È il giorno del rafting sul fiume Trishuli, un fiume che nasce in Tibet e percorre il Nepal fino ad affluire nel Gaṇḍakī e quindi nel Gange, in India. Deve il suo nome al trishula, il tridente del dio Shiva. Fino a qualche anno fa era decisamente inquinato e, quando hanno chiuso l’ultima miniera d’oro è tornato pulito.
È un fiume a tratti impegnativo che offre dei panorami mozzafiato. L’appuntamento è per le 10:30 nella hall dell’hotel, quindi possiamo dormire un po’ di più e fare colazione con calma nel bel giardino.
Un pick-up ci aspetta per portarci nel luogo da dove inizieremo la nostra discesa lungo il fiume. Lungo la strada alcuni operai accovacciati nel mezzo della carreggiata dipingono le strisce o strappano erbacce incuranti delle auto e dei camion che gli sfrecciano accanto. Non so se sia più sangue freddo o incoscienza.
Arriviamo a destinazione. Ad accoglierci Santosh, un ragazzo simpatico e scaltro. Ci conduce negli spogliatoi, raccoglie le nostre borse e le mette nel pick-up in modo da trovarle poi nel punto in cui termineremo la discesa.
Indossiamo i nostri indumenti termici, oltre al casco e al giubbotto di salvataggio che ci vengono forniti. Non ci resta che attendere una persona che si unirà a noi che si presenta dopo qualche minuto.
Si chiama Hari, è un indiano che vive e lavora da otto anni a San Francisco. È simpatico e loquace. Ci racconta della scuola in India e di come i maestri lo picchiassero con un bastone per farlo essere un buon studente, del master a San Jose, del lavoro da programmatore e di come sia ridotta San Francisco dopo anni di leggi troppo permissive sull’uso di droghe.

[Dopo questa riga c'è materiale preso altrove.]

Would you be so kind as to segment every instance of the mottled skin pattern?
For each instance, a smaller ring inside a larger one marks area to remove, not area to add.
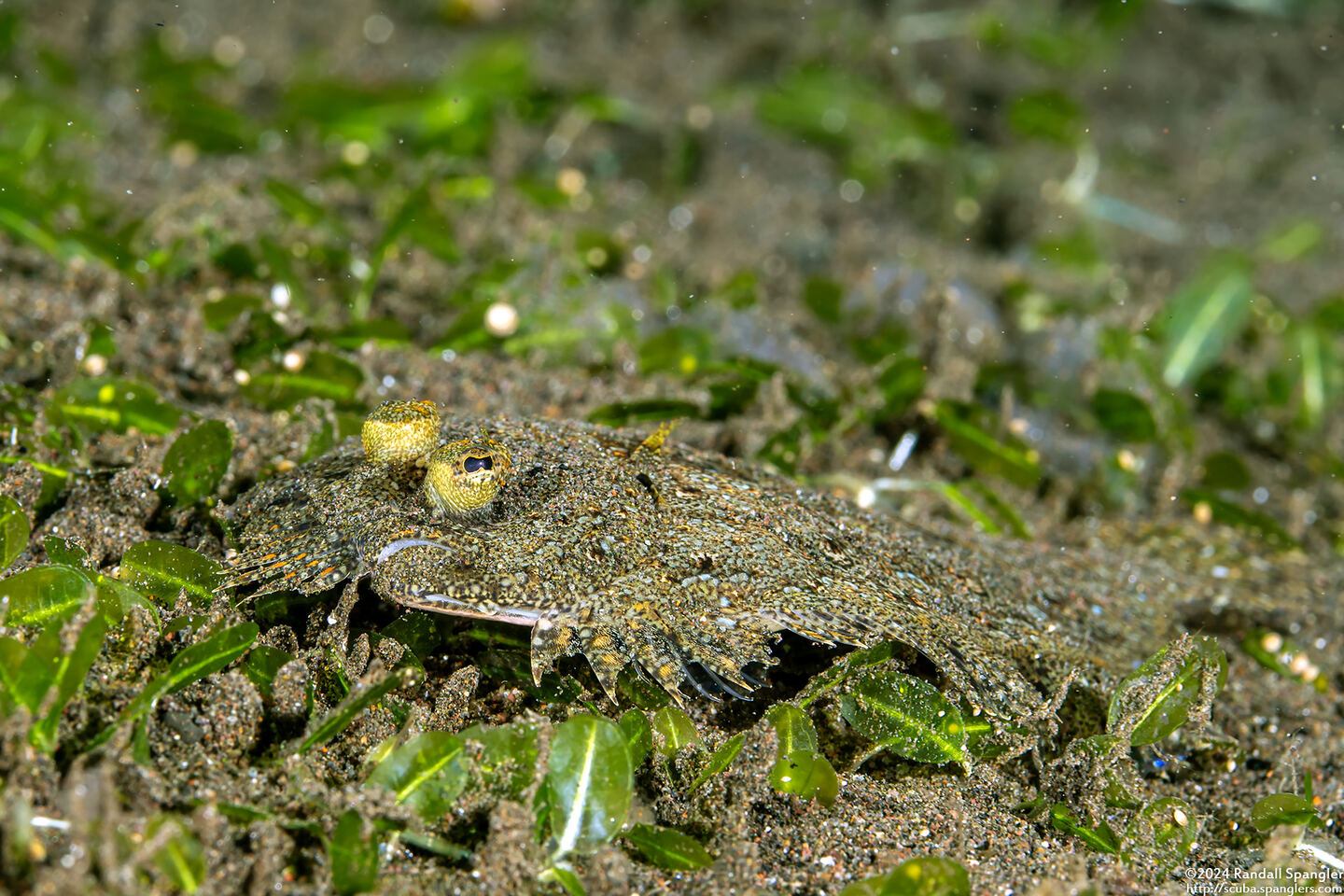
[[[442,437],[481,426],[513,462],[484,512],[437,512],[423,469],[392,474],[349,443],[226,512],[242,527],[227,584],[316,592],[368,575],[410,607],[528,625],[534,676],[582,653],[607,693],[633,662],[673,693],[689,677],[746,695],[781,629],[894,638],[1004,717],[1044,703],[1024,668],[1109,677],[1137,658],[1134,631],[1161,627],[1141,596],[1169,584],[1161,571],[1107,584],[1067,555],[923,532],[663,431],[460,418]],[[1126,590],[1137,609],[1099,619]]]

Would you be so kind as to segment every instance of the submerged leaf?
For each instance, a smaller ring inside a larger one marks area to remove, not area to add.
[[[921,856],[886,875],[855,881],[840,896],[970,896],[970,876],[950,858]]]
[[[695,870],[714,864],[714,856],[699,841],[672,827],[632,825],[625,838],[649,864],[667,870]]]
[[[1241,334],[1254,287],[1236,263],[1215,265],[1172,297],[1163,382],[1185,386],[1214,364]]]
[[[1270,794],[1251,807],[1255,830],[1270,830],[1279,825],[1306,825],[1316,818],[1316,807],[1306,797],[1297,794]]]
[[[796,750],[774,760],[770,786],[782,794],[816,799],[831,807],[840,795],[840,779],[831,760],[814,750]]]
[[[915,762],[970,763],[961,709],[922,678],[866,673],[841,699],[840,715],[882,750]]]
[[[347,809],[336,822],[327,854],[332,864],[332,888],[341,896],[367,893],[378,885],[378,834],[364,837],[364,819]]]
[[[155,865],[173,887],[184,893],[195,893],[206,883],[206,850],[196,836],[176,821],[167,819],[177,827],[177,833],[155,853]],[[151,834],[161,825],[152,825]]]
[[[168,492],[180,505],[208,497],[224,478],[234,455],[234,437],[222,420],[206,420],[173,439],[164,455]]]
[[[52,426],[70,426],[83,433],[134,427],[151,435],[167,435],[177,429],[183,411],[159,400],[159,392],[141,383],[99,376],[75,380],[58,390],[47,404]]]
[[[0,580],[0,607],[8,607],[8,625],[43,625],[66,619],[94,595],[93,583],[70,567],[24,570]]]
[[[1110,699],[1106,729],[1141,747],[1172,733],[1193,711],[1207,712],[1227,684],[1218,641],[1181,635],[1130,672]]]
[[[55,625],[55,623],[52,623]],[[56,751],[56,729],[60,725],[60,713],[66,704],[75,696],[83,685],[85,676],[93,668],[98,652],[102,650],[102,641],[108,635],[108,621],[101,615],[91,615],[79,630],[74,646],[69,654],[62,656],[55,664],[56,696],[51,701],[47,715],[34,723],[28,731],[28,743],[43,752]]]
[[[775,704],[770,707],[765,717],[774,725],[774,733],[780,739],[778,755],[788,756],[800,750],[817,750],[817,729],[812,724],[812,719],[793,704]]]
[[[1254,814],[1253,810],[1253,821]],[[1136,868],[1165,872],[1185,861],[1198,836],[1199,823],[1189,803],[1164,797],[1144,806],[1129,822],[1121,854]]]
[[[466,787],[462,739],[446,731],[426,731],[378,763],[368,783],[391,790],[396,802],[425,821],[439,818]]]
[[[1329,690],[1328,676],[1321,674],[1320,666],[1310,661],[1306,649],[1292,638],[1269,629],[1251,629],[1242,638],[1242,650],[1270,672],[1309,684],[1318,693]]]
[[[168,606],[183,590],[192,604],[207,606],[222,574],[215,560],[168,541],[133,544],[121,557],[122,582]]]
[[[630,748],[630,766],[638,768],[653,750],[653,725],[640,709],[626,709],[618,724],[625,733],[625,744]]]
[[[746,743],[746,733],[735,733],[728,737],[722,747],[715,750],[714,755],[710,756],[710,762],[706,764],[704,771],[696,775],[695,782],[687,793],[694,794],[704,782],[732,764],[732,760],[738,758],[739,752],[742,752],[742,744]]]
[[[1095,825],[1082,822],[1074,817],[1073,810],[1064,803],[1055,803],[1050,809],[1050,826],[1055,830],[1073,834],[1099,853],[1116,856],[1120,853],[1120,837],[1105,821]]]
[[[680,707],[663,707],[653,713],[653,743],[664,756],[675,756],[683,748],[700,742],[691,716]]]
[[[28,514],[8,494],[0,494],[0,570],[9,567],[28,547],[32,527]]]
[[[546,780],[555,854],[595,850],[620,833],[630,810],[634,782],[625,733],[607,719],[573,716],[551,739]]]
[[[136,699],[126,704],[126,708],[121,711],[121,717],[113,724],[102,729],[102,732],[94,737],[90,747],[97,747],[106,743],[109,737],[121,725],[133,723],[145,715],[155,701],[165,693],[175,693],[181,690],[187,685],[200,681],[206,676],[214,674],[231,664],[238,657],[247,653],[253,641],[257,639],[257,634],[261,630],[257,627],[255,622],[243,622],[242,625],[224,629],[223,631],[216,631],[204,641],[194,643],[184,649],[172,662],[168,664],[168,669],[159,676],[155,676],[149,684],[145,685],[144,690],[136,695]]]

Un quarto d’ora di briefing per spiegarci i comandi e come comportarci nel caso in cui qualcuno cada nel fiume e partiamo per scendere i 14 chilometri che ci separano dal punto di arrivo.
L’equipaggio è composto da due guide, Niccolò, Michelangelo, Micky, Hari ed io. A supporto Santosh e altri due ragazzi con il kayak. Come ciurma siamo ubbidienti e abbastanza coordinati, muovendoci benino anche nelle numerose rapide.
Una sosta per riprendere fiato a metà percorso ci dà la possibilità di provare il kayak. Niccolò ed io siamo gli unici ad infilarci in questo micro guscio di plastica decisamente instabile. Un breve giro e poi andiamo verso le rapide. Niccolò si capovolge ed è costretto a fare quella che in linguaggio tecnico si chiama “uscita bagnata”, ovvero è costretto sganciarsi dal kayak ed uscire a nuoto.
Sulla riva del fiume si vedono alcune tende improvvisate, costruite con due pali e un telo. Appartengono ai cercatori d’oro che da due mesi, ovvero dalla fine della stagione dei monsoni, vivono accampati lungo il fiume setacciando la sabbia in cerca di qualche pagliuzza d’oro. Un lavoro durissimo svolto in condizioni di vita difficili. Riescono a guadagnare mediamente dalle 30.000 alle 40.000 rupie nepalesi al mese, ovvero dai 200 ai 300 euro, considerando che lo stipendio medio di un nepalese è di circa 350 euro a Kathmandu, mentre meno di 150 euro fuori dalla capitale.
La cosa strizza il cuore è vedere tanti bambini in età scolare setacciare la sabbia lungo il fiume. Non possono permettersi di frequentare la scuola e servono come supporto economico per la famiglia. Il Nepal è un paese bellissimo per la ricchezza dei suoi paesaggi e la cultura del suo popolo, ma è un paese che deve fare i conti con un altissimo tasso di povertà e con un tasso di alfabetizzazione inferiore al 65%.
Terminiamo la discesa. Salutiamo il nostro compagno di avventura Hari, Santosh e tutti i ragazzi del centro di rafting. Prima di tornare in hotel lasciamo i nostri contatti a Santosh che coltiva il sogno di fare l’istruttore di rafting in Italia.
Relax e lavoro fino al momento della cena, servita a buffet insieme ad un numeroso gruppo di rumorosi tedeschi.
Domani di nuovo in sella per raggiungere Bharatpur, altra importante città del Nepal.